Das sagte Frankreichs Außenminister Laurent Fabius im Februar. Da stand in Paris der Prozess gegen Pascal Simbikangwa an, einem der führenden Köpfe des Geheimdienstes in Kigali. Ihm wurde vorgeworfen, sich im Herzen jenes Systems befunden zu haben, das die Hutu-Einheiten bewaffnet und zum Völkermord angestiftet hatte. Mitte März wurde Simbikangwa in dem als historisch eingestuften Prozess in Paris für schuldig befunden und zu 25 Jahren Freiheitsstrafe verurteilt.
"Es ist eine gute Sache, dass der Prozess stattfindet",
meinte damals Frankreichs Außenminister. Und befand, wie viele, für richtig, dass die französische Justiz ihrem universellen Anspruch Rechnung getragen und Simbikangwa vor Gericht gestellt hatte.
Aber, auch das sagte Laurent Fabius bei dieser Gelegenheit:
"Das heißt nicht, dass die Geschichte nicht existiert, sie hat Spuren hinterlassen, schwere Spuren."
An dieser Bewertung hat sich nichts geändert und doch wurde das französische Außenministerium von der Wucht der erneuten Anklage durch die ruandische Führung überrascht. Am Samstagabend erklärte der Quay d’Orsay in Paris, die erneuten Anschuldigungen liefen dem Prozess des Dialogs zwischen Frankreich und Ruanda zu wider. Unter diesen Umständen könne Justizministerin Christiane Taubira nicht, wie geplant, an den Feierlichkeiten an diesem Montag teilnehmen. Gestern dann versuchte das Außenministerium seine Entscheidung abzumildern, es gehe nicht etwa um einen "Boykott" der Gedenkfeier, Frankreich sei schließlich durch seinen Botschafter vertreten. Den aber, den Botschafter, lud die ruandische Seite ihrerseits schließlich aus.

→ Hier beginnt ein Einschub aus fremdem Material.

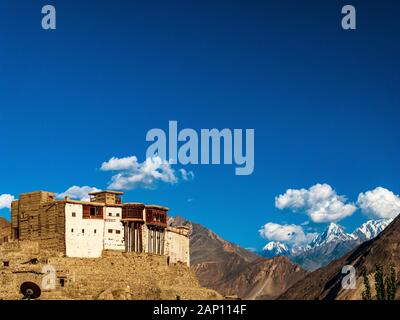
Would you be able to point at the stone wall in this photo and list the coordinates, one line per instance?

"Ich finde, das ist ein Fehler von beiden Seiten."
Sagte der frühere Außenminister Frankreichs, Bernard Kouchner. Er hatte die Diplomatie unter dem konservativen Präsidenten Sarkozy geleitet.
"Wir waren auf dem eindeutigen Weg der Aussöhnung. Beide Seiten hatten begonnen, sich auszusprechen, das jetzt ist ein bedauerlicher Rückschritt."

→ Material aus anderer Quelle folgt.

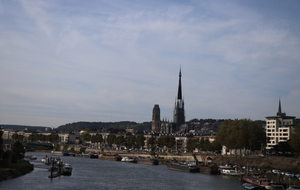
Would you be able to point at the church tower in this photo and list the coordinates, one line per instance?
(179, 117)
(156, 118)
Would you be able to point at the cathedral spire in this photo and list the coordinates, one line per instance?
(179, 95)
(279, 107)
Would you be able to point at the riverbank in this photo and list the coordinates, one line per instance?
(21, 168)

Frankreich gestand 2011 "Fehler" ein
Präsident Kagame war auf Einladung Sarkozy nach Paris gekommen, Frankreichs Staatspräsident wiederum seinerseits 2011 nach Ruanda und räumte offiziell ein, sein Land habe 1994 bei der Beurteilung der Lage "Fehler" gemacht.

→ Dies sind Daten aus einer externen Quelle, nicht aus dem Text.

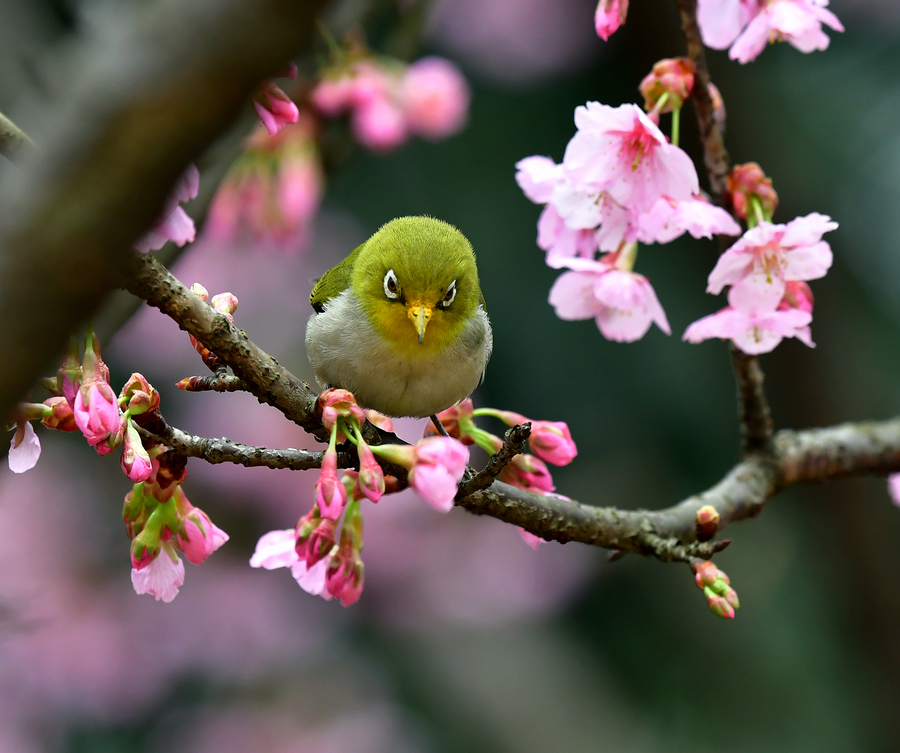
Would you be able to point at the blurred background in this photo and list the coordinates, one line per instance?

"Das war damals alles nicht einfach zu organisieren."
Sagt Kouchner über die diplomatische Annäherung.
1994 waren französische Soldaten auf dem Höhepunkt des Völkermords an den Tutsi mit UNO-Mandat in Ruanda eingesetzt worden und sollten im Westen des Landes eine Sicherheitszone einrichten. Die "Opération Turquoise" führte unter anderem dazu, dass die Verantwortlichen für die Massaker ungehindert in die Nachbarregionen Ruandas fliehen konnten. Der Vorwurf, Frankreich sei es um Sicherung des Einflusses in der Region gegangen, der damalige sozialistische Präsident Mitterrand habe das französischsprachige Hutu-Regime und damit die Verantwortlichen für den Völkermord gestützt, steht seither im Raum.
Außenminister 1994 war der Gaullist Alain Juppé. Er schrieb bereits am vergangenen Samstag auf seiner Internetseite, nachdem in Ruanda die Vorwürfe an die Adresse Frankreich erneuert wurden, Staatspräsident Hollande müsse die Ehre Frankreichs verteidigen. "Aussöhnung ja, aber nicht um jeden Preis", formulierte der konservative Politiker.
Juppés späterer Nachfolger im Amt, Bernard Kouchner, beklagte heute hingegen ,dass Frankreich in all den Jahren – anders als Belgien – keine parlamentarische Untersuchung mit richterlicher Kontrolle eingeleitet habe.
"Das hätte man tun müssen und nicht schon wieder einen diplomatischen Kleinkrieg anzetteln."